Frequently Asked Questions
How do I create a custom skill if I've never written a gstack skill file before?
Start by copying an existing skill file that is closest to what you want to build. Read through its YAML frontmatter to understand the metadata fields, then read the system prompt body to see how instructions are structured. Replace the content section by section with your own conventions, keeping the structural pattern intact. This is much faster and less error-prone than writing from a blank file, and you will naturally absorb the formatting conventions that make skills parse correctly.
How long should a custom gstack skill's system prompt be?
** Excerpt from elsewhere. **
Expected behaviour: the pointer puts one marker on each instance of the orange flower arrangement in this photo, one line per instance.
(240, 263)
Aim for 50-150 lines of instruction in the system prompt body. Below 50 lines, you probably have not been specific enough and the AI will fill gaps with its own assumptions. Above 150 lines, instruction dilution becomes a real problem and the AI will start dropping individual rules. If your conventions require more than 150 lines, split them into two or three focused skills and chain them using gstack's power tools. Measure by testing: if the AI consistently follows all instructions across three diverse inputs, the length is right.
Should I customize existing gstack skills or create new ones from scratch?
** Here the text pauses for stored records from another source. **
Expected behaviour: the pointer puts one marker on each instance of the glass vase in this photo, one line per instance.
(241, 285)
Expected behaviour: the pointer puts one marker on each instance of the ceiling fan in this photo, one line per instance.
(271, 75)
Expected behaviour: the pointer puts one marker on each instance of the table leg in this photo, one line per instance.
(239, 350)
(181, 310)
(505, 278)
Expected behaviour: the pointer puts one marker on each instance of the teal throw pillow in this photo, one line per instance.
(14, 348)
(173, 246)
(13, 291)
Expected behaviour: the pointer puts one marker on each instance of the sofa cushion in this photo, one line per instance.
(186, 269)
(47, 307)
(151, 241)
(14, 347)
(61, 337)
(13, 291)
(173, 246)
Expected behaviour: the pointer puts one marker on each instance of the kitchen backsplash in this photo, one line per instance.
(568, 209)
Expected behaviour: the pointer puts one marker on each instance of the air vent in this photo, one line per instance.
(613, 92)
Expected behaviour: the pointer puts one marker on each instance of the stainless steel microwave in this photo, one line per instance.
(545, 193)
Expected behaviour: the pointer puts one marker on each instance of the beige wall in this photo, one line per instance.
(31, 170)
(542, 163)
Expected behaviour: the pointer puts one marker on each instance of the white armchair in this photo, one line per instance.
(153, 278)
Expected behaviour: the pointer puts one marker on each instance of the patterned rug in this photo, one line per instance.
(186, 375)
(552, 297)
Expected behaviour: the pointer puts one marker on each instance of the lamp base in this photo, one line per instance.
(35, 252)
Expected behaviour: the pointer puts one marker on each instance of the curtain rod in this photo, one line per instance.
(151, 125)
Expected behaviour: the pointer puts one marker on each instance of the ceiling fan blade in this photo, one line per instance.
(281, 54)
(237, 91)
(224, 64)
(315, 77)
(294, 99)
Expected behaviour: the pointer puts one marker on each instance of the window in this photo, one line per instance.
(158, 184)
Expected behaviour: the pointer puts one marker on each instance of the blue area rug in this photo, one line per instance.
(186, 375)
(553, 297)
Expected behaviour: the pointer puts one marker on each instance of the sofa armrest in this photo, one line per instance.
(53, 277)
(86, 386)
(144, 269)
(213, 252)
Modify existing skills when your team's convention is an addition or refinement of the default behavior. Create new skills when you are covering a workflow or domain that gstack does not address at all. The practical test is: does invoking the default skill get you 70% of the way to the correct output? If yes, modify the existing skill by appending your conventions. If the default skill produces output that is mostly irrelevant to your need, create a new one. Modifications are faster to build and maintain because you inherit upstream improvements automatically.
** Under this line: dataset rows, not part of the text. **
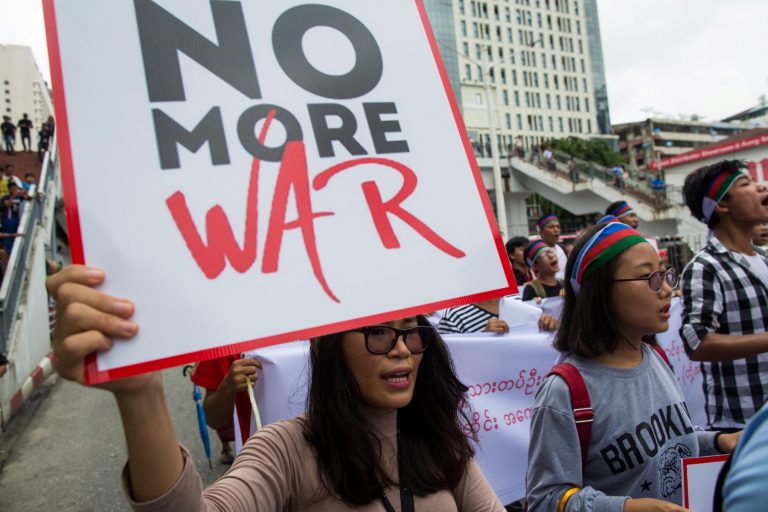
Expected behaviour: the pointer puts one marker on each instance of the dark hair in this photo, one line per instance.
(612, 207)
(588, 325)
(515, 242)
(698, 182)
(433, 451)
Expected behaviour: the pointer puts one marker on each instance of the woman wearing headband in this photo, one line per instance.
(374, 437)
(617, 292)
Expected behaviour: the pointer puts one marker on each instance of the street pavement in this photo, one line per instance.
(65, 449)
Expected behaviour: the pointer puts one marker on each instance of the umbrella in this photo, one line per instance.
(203, 427)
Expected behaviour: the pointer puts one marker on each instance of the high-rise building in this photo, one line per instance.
(541, 61)
(22, 88)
How do I handle merge conflicts when pulling upstream gstack updates into my custom fork?
The cleanest approach is to isolate your custom additions into clearly marked sections within modified files, using comment markers like `<!-- CUSTOM START -->` and `<!-- CUSTOM END -->`. When pulling upstream, conflicts will be limited to those sections and easy to resolve. For entirely new skill files, there are no conflicts at all because upstream will never have a file with your custom filename. Run your test suite after every upstream merge to verify that no default behavior change broke your custom conventions.
Can I share custom gstack skills across multiple projects that use different tech stacks?
Yes, but with care. Create skills that are parameterized by tech stack rather than hard-coded to one. For example, a 'testing conventions' skill can include conditional sections: 'If the project uses Jest, follow these patterns. ' Alternatively, maintain a shared base fork with organization-wide conventions (code review standards, commit message format) and project-specific forks that add stack-specific skills. The organization fork stays upstream of project forks, creating a clean inheritance chain.
Why does my custom skill produce inconsistent output between sessions?
Inconsistency almost always points to vague instructions in the system prompt. The AI interprets ambiguous phrasing differently depending on context window contents and token sampling. Review your skill for any instruction that uses relative terms like 'appropriate,' 'clean,' or 'follow best practices' without defining what those mean concretely. Replace each vague instruction with a testable assertion. Also check that your output format section is explicit. If you say 'produce a review' without specifying the structure, the AI will invent a different structure each time.
How do I measure whether my custom skills are actually improving my team's workflow?
Track two metrics. First, count convention-related corrections in code review per sprint, before and after deploying the custom skill. This is your primary effectiveness signal. Second, measure the time teammates spend manually editing AI output after invoking the skill. If they invoke `/api-response` and then spend five minutes reformatting the output, the skill is not specific enough. A well-tuned custom skill should produce output that needs zero to one manual edits. Review these metrics quarterly and update skills that are not performing.